De loin, Nos mythologies économiques ressemble à un salutaire travail de démystification ; de plus près, à un de ces livres d’actualité politique publiés sous le nom de quelque candidat avant quelque élection. En guise de mise à bas des clichés dénoncés – il sont une quinzaine, sous trois rubriques : les mythologies néolibérale, « social-xénophobe » et « écolo-sceptique » –, ce sont des affirmations contraires à peine plus étayées – et de moins en moins étayées au fil de l’ouvrage : peu de données chiffrées et sourcées et une redondance croissante du propos. En même temps, l’auteur s’était tiré une balle dans le pied dès le début en affirmant que « l’économie, c’est son paradoxe premier, est une mythologie qui désenchante le monde » (p. 12 de la réédition « Babel ») et qu’« il n’y a pas de vérité en économie » (p. 14)…
Mais au lieu de rendre son propos ouvertement idéologique, ce qui ne devrait jamais poser problème dans le cadre d’un essai, l’auteur lui donne les oripeaux d’une subjectivité raisonnable, dans une optique finalement assez boy-scout.
Ainsi, certaines analyses me semblent tout à fait justes, mais Éloi Laurent semble – volontairement ou non ? – circonscrire leur portée.
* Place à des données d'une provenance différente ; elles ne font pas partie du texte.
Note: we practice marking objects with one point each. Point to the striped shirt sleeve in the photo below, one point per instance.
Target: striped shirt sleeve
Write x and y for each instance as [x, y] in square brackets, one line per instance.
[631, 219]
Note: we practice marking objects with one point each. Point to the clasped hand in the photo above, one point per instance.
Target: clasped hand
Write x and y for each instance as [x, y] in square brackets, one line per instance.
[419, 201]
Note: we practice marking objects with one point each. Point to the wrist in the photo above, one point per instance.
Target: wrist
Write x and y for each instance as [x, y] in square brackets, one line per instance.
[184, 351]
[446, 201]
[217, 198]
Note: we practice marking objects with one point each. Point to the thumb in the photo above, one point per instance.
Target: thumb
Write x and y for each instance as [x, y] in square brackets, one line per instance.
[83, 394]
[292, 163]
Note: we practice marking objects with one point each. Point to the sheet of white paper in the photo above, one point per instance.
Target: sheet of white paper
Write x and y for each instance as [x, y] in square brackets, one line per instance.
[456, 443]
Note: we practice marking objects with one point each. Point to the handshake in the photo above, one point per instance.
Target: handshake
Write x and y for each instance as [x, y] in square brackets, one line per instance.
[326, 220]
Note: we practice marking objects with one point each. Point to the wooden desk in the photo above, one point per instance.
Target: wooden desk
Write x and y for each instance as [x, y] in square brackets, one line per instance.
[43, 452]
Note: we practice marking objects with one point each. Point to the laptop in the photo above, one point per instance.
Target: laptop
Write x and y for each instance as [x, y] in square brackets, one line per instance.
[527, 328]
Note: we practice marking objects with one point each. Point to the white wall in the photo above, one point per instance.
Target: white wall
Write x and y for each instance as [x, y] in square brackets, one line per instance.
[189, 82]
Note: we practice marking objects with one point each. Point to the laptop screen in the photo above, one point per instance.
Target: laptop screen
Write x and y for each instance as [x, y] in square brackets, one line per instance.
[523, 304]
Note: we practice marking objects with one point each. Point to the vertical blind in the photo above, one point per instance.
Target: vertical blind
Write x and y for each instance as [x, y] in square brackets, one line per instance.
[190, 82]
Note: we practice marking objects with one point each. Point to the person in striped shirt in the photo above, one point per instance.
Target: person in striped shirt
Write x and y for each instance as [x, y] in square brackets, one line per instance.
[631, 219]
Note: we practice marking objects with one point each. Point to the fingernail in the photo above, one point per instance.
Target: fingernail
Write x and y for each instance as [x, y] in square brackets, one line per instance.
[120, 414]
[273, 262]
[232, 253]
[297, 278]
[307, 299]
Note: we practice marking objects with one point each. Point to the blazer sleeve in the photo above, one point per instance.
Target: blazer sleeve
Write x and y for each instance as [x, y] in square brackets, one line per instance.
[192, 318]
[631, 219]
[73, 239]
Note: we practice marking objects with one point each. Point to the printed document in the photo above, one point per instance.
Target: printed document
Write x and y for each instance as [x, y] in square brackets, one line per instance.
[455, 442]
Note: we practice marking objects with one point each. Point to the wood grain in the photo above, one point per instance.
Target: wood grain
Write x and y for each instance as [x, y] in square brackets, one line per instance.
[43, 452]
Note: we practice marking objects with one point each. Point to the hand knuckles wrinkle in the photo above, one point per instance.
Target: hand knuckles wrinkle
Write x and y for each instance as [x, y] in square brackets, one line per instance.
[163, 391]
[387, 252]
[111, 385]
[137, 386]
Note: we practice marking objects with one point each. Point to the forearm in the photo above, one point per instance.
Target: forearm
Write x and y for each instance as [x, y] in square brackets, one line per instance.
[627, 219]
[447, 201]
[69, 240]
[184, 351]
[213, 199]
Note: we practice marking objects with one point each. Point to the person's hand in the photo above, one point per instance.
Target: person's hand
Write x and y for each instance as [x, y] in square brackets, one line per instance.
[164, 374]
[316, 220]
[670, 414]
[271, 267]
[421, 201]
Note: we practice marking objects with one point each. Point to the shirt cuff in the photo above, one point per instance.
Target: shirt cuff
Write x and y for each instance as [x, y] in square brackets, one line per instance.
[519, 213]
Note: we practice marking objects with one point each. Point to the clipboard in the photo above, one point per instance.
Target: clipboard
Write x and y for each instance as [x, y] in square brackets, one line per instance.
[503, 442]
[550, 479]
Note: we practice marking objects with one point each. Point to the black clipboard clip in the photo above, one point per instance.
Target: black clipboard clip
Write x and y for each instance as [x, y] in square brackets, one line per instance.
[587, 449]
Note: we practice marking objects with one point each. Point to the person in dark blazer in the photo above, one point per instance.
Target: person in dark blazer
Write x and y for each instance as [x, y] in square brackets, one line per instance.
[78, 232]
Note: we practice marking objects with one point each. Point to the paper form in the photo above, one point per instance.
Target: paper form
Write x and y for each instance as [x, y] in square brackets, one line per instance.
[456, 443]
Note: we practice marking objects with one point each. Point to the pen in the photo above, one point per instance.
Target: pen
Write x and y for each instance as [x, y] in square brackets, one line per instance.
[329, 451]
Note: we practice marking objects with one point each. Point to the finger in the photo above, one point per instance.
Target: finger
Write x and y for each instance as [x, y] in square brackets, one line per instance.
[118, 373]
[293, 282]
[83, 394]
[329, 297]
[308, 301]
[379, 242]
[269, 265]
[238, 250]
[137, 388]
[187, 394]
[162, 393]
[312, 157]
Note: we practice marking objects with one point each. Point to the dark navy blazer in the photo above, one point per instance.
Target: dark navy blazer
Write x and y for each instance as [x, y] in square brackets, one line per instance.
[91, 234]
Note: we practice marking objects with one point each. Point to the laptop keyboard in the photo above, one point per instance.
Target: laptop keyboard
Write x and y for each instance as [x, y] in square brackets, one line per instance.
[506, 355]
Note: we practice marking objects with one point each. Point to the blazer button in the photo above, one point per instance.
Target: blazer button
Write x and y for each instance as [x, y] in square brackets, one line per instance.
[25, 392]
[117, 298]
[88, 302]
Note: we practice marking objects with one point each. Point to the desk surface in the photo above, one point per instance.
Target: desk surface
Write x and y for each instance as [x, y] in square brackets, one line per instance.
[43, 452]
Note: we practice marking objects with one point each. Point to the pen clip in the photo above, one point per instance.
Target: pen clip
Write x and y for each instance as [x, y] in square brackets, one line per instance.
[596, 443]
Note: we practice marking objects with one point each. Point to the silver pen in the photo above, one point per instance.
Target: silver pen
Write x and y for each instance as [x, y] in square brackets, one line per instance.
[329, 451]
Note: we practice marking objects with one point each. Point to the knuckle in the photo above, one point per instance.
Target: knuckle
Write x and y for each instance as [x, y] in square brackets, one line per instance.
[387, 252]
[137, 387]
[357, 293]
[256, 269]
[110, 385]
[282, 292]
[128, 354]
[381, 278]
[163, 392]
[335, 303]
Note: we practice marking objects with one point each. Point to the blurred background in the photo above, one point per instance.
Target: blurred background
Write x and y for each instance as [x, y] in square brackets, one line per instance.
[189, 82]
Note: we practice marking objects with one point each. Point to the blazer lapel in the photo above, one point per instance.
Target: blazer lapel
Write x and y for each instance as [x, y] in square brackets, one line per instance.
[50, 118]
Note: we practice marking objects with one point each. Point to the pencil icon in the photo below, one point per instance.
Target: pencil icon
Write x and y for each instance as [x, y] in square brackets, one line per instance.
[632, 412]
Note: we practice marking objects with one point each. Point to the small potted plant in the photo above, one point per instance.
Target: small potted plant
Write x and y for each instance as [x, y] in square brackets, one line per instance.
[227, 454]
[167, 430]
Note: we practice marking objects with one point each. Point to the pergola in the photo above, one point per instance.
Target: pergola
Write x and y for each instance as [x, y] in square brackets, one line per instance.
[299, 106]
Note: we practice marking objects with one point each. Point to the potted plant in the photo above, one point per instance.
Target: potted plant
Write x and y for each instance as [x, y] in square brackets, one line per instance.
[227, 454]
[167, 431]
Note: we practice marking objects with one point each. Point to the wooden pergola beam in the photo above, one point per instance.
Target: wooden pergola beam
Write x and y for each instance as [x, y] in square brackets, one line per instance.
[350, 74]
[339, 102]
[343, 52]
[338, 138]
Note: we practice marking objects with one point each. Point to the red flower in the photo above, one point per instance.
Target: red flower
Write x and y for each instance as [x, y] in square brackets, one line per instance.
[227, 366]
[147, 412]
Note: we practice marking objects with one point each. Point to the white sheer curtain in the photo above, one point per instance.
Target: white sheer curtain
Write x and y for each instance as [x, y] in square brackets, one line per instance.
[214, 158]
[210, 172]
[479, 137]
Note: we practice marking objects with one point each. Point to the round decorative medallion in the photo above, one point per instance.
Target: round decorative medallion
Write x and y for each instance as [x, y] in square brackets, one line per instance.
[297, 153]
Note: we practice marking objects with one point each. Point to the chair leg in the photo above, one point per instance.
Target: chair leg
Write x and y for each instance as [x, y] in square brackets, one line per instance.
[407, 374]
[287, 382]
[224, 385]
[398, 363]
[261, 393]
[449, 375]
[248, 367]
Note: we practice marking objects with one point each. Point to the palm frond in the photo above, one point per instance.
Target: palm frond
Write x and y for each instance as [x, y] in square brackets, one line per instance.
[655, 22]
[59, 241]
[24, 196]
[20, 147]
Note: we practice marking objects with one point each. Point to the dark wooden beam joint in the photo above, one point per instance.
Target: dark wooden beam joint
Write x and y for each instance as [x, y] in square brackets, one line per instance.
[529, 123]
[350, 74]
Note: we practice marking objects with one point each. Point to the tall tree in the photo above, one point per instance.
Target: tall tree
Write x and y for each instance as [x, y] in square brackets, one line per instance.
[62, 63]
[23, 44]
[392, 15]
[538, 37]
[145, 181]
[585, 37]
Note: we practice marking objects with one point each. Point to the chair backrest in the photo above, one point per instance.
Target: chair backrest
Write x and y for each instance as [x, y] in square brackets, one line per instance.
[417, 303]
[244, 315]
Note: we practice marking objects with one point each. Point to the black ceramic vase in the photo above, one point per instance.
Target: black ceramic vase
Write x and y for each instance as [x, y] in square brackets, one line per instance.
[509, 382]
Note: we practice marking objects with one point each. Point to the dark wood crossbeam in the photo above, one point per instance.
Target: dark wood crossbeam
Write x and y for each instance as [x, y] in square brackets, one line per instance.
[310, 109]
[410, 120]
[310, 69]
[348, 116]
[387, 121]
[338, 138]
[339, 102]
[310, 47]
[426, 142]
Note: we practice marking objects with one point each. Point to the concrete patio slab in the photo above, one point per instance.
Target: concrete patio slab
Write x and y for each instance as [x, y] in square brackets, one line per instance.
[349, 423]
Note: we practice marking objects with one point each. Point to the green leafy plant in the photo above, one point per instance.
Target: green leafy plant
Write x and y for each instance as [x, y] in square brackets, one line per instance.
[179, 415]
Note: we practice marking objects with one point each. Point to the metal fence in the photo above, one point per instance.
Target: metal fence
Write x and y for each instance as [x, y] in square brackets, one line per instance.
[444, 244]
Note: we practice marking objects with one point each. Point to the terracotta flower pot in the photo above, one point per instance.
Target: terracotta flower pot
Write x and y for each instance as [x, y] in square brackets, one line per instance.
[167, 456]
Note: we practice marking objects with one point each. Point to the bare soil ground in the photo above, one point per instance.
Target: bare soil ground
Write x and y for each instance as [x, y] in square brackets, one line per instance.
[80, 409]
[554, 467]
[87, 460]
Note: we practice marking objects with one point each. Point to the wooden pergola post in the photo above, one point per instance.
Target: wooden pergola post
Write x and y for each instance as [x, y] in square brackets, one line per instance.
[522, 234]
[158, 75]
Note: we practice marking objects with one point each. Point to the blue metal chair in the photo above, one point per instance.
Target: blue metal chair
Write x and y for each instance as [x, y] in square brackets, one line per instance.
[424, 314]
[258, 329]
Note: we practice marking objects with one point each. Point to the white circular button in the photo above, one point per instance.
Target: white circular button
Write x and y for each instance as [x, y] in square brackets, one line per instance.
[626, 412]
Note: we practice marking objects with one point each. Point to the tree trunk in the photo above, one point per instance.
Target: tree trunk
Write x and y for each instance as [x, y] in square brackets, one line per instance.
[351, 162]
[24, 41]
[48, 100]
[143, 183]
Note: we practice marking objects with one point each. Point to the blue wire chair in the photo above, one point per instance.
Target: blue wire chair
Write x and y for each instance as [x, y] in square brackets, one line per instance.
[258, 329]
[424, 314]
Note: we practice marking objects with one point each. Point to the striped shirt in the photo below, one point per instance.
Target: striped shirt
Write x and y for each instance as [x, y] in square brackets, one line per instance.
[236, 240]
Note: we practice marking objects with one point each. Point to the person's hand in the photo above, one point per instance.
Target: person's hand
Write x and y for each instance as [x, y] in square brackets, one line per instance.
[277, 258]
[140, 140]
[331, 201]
Je ne trouve rien à redire, par exemple, à celle-ci : « Le lieu d’origine des familles lui-même devient secondaire dans la réussite scolaire dès lors que le niveau social est pris en considération » (p. 92). Pas davantage à celle selon laquelle « l’“ubérisation” de l’économie […] exploite habilement les failles de la régulation publique et repose sur la monétarisation des activités gratuites, la mobilisation du capital non marchand et, de manière générale, l’expansion de la sphère marchande sur la sphère privée » (p. 28). Mais il m’aurait plu de lire la réflexion d’un économiste de gauche à ce sujet, notamment quant aux procédés par lesquels l’« uberisation » s’est constituée en « mythologie ». (Je conçois qu’une analyse plus poussée de l’empiétement croissant du marchand sur l’intime, qui me semble caractériser le libéralisme actuel, eût dépassé le cadre de cet essai. Pourtant, l’idée que rien ne doit échapper à l’économie est précisément au cœur des mythologies évoquées dans cet ouvrage. Dommage de ne pas l’avoir explicité.)
En définitive, je pense que le principal problème des explications avancées par Nos mythologies économiques est qu’elles se servent du langage mis au point par les mythologues que l’auteur entend dénoncer. Or, on ne peut pas réparer un vase à l’aide du marteau avec lequel on l’a cassé, ni débosseler une carrosserie de voiture en provoquant un deuxième accident. C’est pourtant ce que cet essai semble vouloir faire lorsqu’on y lit que « la contrainte environnementale […] peut devenir un levier de créativité » (p. 92), par exemple.
Notre novlangue a décidément de l’avenir.